Music theory also helps us understand which notes work well together and which notes don’t work well together – therefore, understanding intervals, scales, and keys, will help us understand the way certain notes are placed together, and why some keys require sharps and flats. Music theory is also indispensable to those who are collaborative musicians, as one can see where one’s part is in the whole of the ensemble, making it easier to perform with others in the process.
Without an understanding of how music is written and read, one can only learn music by ear and memorisation – while aural skills are immensely valuable to any musician, learning only through memorisation creates many barriers in learning new music over time, especially where music that has never been recorded before is concerned. Furthermore, an understanding of music theory will also make it easier to learn different musical instruments.

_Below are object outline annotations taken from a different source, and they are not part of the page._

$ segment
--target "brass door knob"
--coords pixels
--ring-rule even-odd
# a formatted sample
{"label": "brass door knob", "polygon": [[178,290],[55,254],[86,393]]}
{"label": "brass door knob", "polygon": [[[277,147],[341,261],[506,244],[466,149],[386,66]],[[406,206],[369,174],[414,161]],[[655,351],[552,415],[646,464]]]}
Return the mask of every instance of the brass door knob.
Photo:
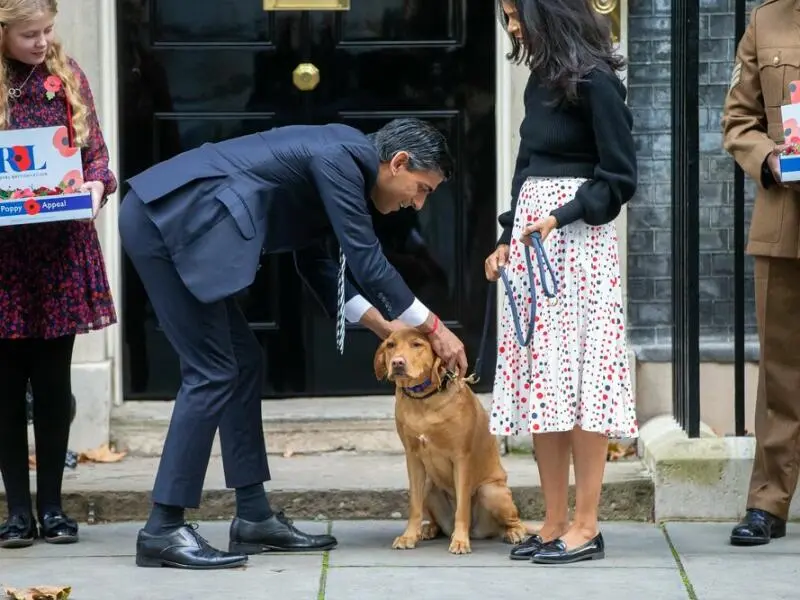
{"label": "brass door knob", "polygon": [[310,92],[319,85],[319,69],[311,63],[300,63],[292,72],[292,82],[301,92]]}

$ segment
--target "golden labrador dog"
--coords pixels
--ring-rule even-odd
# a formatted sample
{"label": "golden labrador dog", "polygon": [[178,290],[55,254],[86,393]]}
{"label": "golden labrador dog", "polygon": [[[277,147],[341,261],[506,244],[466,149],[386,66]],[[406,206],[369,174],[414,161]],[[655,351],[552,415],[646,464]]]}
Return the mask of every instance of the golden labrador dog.
{"label": "golden labrador dog", "polygon": [[443,533],[450,552],[467,554],[471,538],[502,536],[516,544],[532,533],[511,497],[489,415],[463,378],[444,372],[426,336],[395,331],[378,348],[374,366],[379,380],[396,386],[395,420],[408,470],[408,524],[392,546],[414,548]]}

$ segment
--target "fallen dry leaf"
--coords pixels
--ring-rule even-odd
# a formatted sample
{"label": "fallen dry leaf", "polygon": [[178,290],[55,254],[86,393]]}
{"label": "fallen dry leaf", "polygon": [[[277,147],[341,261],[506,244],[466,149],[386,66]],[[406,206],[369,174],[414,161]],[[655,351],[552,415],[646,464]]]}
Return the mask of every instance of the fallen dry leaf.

An understanding of music theory makes it possible for musicians to add their own personality to a piece of music, and make it their own in the process. More importantly, for those that are interested in learning many different styles of music, an understanding of music theory will make it easier for them to play these styles after learning the fundamental principles of each (particularly styles that require one to improvise, such as earlier music and jazz). Music theory is also indispensable to those who are interested in writing their own music due to the fact that it is needed to communicate what needs to be played to the performer. Composition is an advanced creative practice for which a strong foundation is built through the learning of music theory early on.